The Bicyclists appealed to the Gilpin County District Court, which upheld the municipal court’s ruling. The district court found support in section 42-4-111(h), C.R.S. (2012) (stating that local authorities may regulate the operation of bicycles consistent with Colorado traffic statutes), and section 42-4-1412, C.R.S. (2012) (providing that though cyclists shall have all rights applicable to drivers of any other vehicle, they shall be subject to local ordinances regulating bicycles). The district court also placed reliance on the engineering and traffic study. “
If YOU are aware of any city that has a BIKE BAN in Ohio -please notify me!
In BAY VILLAGE, OHIO for example, the city webpage says
Frequently Asked Questions
“Do I need a license for my bicycle?
“All bicycles are required to have a license in Bay Village. Residents need to stop by the Bay Village Police Department to fill out a registration form. You will need the serial number which is located on the underside of the bicycle between the pedals. The cost of the license is $1.
Bay Village also describes its BIKE BAN as follows:
“Experience has proven that cyclists are safe on sidewalks and we encourage all to ride bicycles on sidewalks. However, pedestrians do have the right-of-way and cyclists are required to yield on sidewalks. All bikes used in Bay Village must have a local license, obtained at the Bay Village Police Station for $1.00. This license is valid for as long as you own the bike. For safety reasons, bike riding is prohibited on roadway on the following heavily traveled streets: Clague Road, Columbia Road, and Dover Center Road. (Joggers note: jogging is prohibited on roadway on Clague, Lake, Wolf, Columbia, Dover Center, Cahoon, Osborn, west of Cahoon Road, Bassett, Bradley and Walker Roads.)”

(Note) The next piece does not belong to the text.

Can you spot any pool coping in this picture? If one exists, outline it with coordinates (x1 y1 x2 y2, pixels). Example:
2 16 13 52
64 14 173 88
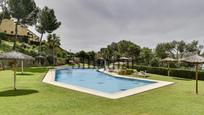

Are these legal? Absolutely NOT in my opinion. They are preempted by state law which bans bike bans.
O.R.C. 4511.07 says:
(A) Sections 4511.01 to 4511.78, 4511.99, and 4513.01 to 4513.37 of the Revised Code do not prevent local authorities from carrying out the following activities with respect to streets and highways under their jurisdiction and within the reasonable exercise of the police power:
* * *
(8) Regulating the operation of bicycles ; provided that no such regulation shall be fundamentally inconsistent with the uniform rules of the road prescribed by this chapter and that no such regulation shall prohibit the use of bicycles on any public street or highway except as provided in section4511.051 [Ed. note: 4511.051 relates to freeways] of the Revised Code;
(9) Requiring the registration and licensing of bicycles, including the requirement of a registration fee for residents of the local authority;”
Of course, “battling City Hall” is a long, costly fight. To date, no one local ordinance in Ohio has been challenged in the manner that cyclists challenged the power of the City of Black Hawk, CO to ban bikes.
So HOORAY for the 3 cyclists in Colorado- BRAVO for taking on City Hall – for persevering for three years- for fighting the ticket through three court levels and for WINNING the case. BRAVO as well to the Colorado Supreme Court for issuing such a well-researched and comprehensive decision.